O problema é que o maior investimento já anunciado em Uberlândia chegou sem transparência. A cidade atraiu R$ 6 bilhões. Mas ninguém sabe — e quem paga a conta ainda não viu a fatura completa:
- Quanto desse valor é dinheiro que deixa de entrar nos cofres públicos via isenção fiscal.
- Qual o custo real da infraestrutura que a Cemig vai bancar — e repassar à tarifa.

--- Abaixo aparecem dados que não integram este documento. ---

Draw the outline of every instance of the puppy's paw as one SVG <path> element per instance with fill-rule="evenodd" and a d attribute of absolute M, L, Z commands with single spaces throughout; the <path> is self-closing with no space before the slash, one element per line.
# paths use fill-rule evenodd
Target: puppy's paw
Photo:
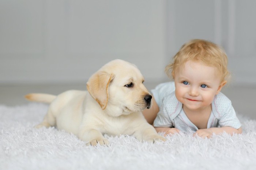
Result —
<path fill-rule="evenodd" d="M 98 138 L 94 139 L 86 143 L 86 146 L 96 146 L 98 144 L 100 145 L 108 145 L 109 142 L 108 140 L 105 138 Z"/>
<path fill-rule="evenodd" d="M 148 142 L 154 143 L 157 142 L 166 141 L 166 139 L 165 138 L 159 135 L 151 135 L 148 137 L 146 139 L 143 140 L 144 141 L 147 142 Z"/>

- Qual o impacto ambiental de um complexo de 1 milhão de metros quadrados na zona rural do Pequis.
Atrair investimento é bom. Atrair sem saber o preço é aposta. E aposta com dinheiro público, sem divulgar as regras, não combina com Selo Diamante.
A pergunta que o post não responde
O prefeito encerra o post do Selo Diamante com um convite: “Quer conferir de perto? É só pesquisar ‘Portal da Transparência Uberlândia’.”
Fica a sugestão de busca complementar: “RT-One contrato Prefeitura Uberlândia”.
Se encontrar, avise. O prefeito provavelmente também está procurando.
Atualização (jul/2026): 97,1% ainda sem data center no portal
Em julho de 2026, cinco meses depois do Selo Diamante, o prefeito concedeu entrevista à Jovem Pan Uberlândia. Nela:
- Continuou minimizando consumo de água (“menos de 400 casas”)
- Continuou promessa vaga (“água abundante de qualidade”)
- Revelou ter “três empresas que não podem divulgar”
- Chamou críticos de “esquerdista radical”
- Evitou mencionar que a RT-One havia rescindido o contrato com o fundo Bacuri
O Selo Diamante (97,1% de transparência) abrangia fevereiro de 2026. Se fosse atualizado hoje com a base “Quantos dados públicos existem sobre o data center?”, a resposta permaneceria: nenhum contrato, nenhuma isenção detalhada, nenhuma resposta sobre “três empresas secretas”.
A transparência que o prefeito celebra segue não incluindo a maior decisão de sua gestão.
Perguntas frequentes
O que é o Selo Diamante de transparência em Uberlândia?
É a faixa mais alta do Programa Nacional de Transparência Pública (PNTP), da Atricon com Tribunais de Contas. Uberlândia divulgou 97,1% — nota que premia portal pesquisável (contratos, obras, despesas, participação), não o dossiê de um empreendimento específico.
O data center RT-One aparece no Portal da Transparência?
Não de forma clara. Contratos com a empresa, EIA/RIMA, outorga e valores da isenção Redata não foram publicados no padrão que o Diamante celebra no checklist administrativo.
O Selo Diamante cobre o anúncio do RT-One?
Não. O selo mede o portal; o anúncio do data center (23/02/2026) ficou fora do post de celebração (24/02) e fora da narrativa de “transparência de verdade”.